Asked if he would be granting permission for students to leave school early, O’Connor laughed.

“Yes,” he said. “I will be signing excuse forms for all children and youth in Charlottesville for Friday for a half-day. All principals out there, I’m sorry, but we’re making this a half-day UVa holiday.”

This is the fifth NCAA regional that UVa has hosted. Not until last season, though, did the ‘Hoos win a regional at home. (Virginia later lost to Oklahoma in the third game of their best-of-three super regional at Davenport Field.)

O’Connor said he has learned that “a lot of times when you host a regional, you can get distracted. Your players can, your coaches can, just because you have family in town, you’re worried about tickets. Everybody’s excited and you’re trying to please everybody. So what I’ve learned over the years is to try to simplify it as much as possible for the players. Try to get them information as early as possible. That way when it approaches game day, they can just relax and play.

“There’s an obvious advantage to playing at home, because you’re sleeping in your own bed, you know the field, you’ve got the fans behind you. But you try to streamline it and keep it as simple as possible for the players.

“That being said, there always can be, I think, added pressure when you play at home, because people just assume that you should advance on, and we have certainly learned here in Charlottesville that that’s not necessarily the case.”

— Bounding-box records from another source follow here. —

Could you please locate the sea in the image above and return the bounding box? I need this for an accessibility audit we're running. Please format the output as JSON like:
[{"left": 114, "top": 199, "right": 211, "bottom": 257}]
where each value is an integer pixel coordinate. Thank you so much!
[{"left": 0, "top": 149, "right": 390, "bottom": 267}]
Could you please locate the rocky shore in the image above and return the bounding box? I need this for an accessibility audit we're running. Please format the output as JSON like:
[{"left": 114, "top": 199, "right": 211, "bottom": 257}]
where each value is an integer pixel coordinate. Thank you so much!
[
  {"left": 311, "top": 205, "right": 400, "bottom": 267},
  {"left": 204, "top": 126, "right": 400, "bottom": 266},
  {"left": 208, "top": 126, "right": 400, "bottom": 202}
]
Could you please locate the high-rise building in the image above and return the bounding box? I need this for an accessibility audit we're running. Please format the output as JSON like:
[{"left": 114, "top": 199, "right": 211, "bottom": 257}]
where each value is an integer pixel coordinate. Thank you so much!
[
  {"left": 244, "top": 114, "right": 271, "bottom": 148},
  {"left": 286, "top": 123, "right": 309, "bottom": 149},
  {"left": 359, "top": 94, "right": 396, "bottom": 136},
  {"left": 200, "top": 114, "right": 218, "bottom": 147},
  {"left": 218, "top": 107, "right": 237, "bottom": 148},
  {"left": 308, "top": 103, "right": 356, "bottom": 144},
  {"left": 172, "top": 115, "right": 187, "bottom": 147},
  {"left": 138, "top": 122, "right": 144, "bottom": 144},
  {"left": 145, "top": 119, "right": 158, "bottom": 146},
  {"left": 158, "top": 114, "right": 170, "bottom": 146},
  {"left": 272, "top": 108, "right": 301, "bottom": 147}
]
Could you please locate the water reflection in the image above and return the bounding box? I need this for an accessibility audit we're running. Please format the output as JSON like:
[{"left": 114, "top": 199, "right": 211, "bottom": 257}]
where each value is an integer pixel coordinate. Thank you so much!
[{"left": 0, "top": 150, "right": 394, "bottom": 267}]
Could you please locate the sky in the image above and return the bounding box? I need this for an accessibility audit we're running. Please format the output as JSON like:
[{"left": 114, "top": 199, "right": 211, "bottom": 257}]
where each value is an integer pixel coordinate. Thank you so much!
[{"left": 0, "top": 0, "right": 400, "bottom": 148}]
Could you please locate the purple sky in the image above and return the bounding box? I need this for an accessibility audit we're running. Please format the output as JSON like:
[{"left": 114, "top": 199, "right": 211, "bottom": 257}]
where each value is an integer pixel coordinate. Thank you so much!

As the No. 1 seed in the entire NCAA tournament, UVa will be under even more pressure this week, O’Connor knows.

“You can’t shy away from it. You need to embrace it,” he said. “We have made and set our own expectations and pressure here because of how we’ve performed on a consistent basis for many years in a row.

“That’s OK that there’s pressure. That’s OK that there’s expectations. There should be.”

The Cavaliers are coming off a terrific performance at the ACC tournament in Durham, N.C. Virginia beat Wake Forest, Miami, North Carolina and, in the championship game, Florida State to capture the ACC title for the second time in three seasons.

For a team that UNC swept in the final regular-season series, the run in Durham “was huge,” said Hultzen, who’s projected to be one of the first players picked Monday in the Major League Baseball draft.

“After that tough series at Carolina, we were all pretty upset with ourselves [about] what happened. But we just moved on from it. We got the momentum back on our side. We played good baseball this past weekend, and I think that was really important going into this regional against Navy, to have some momentum on our side.”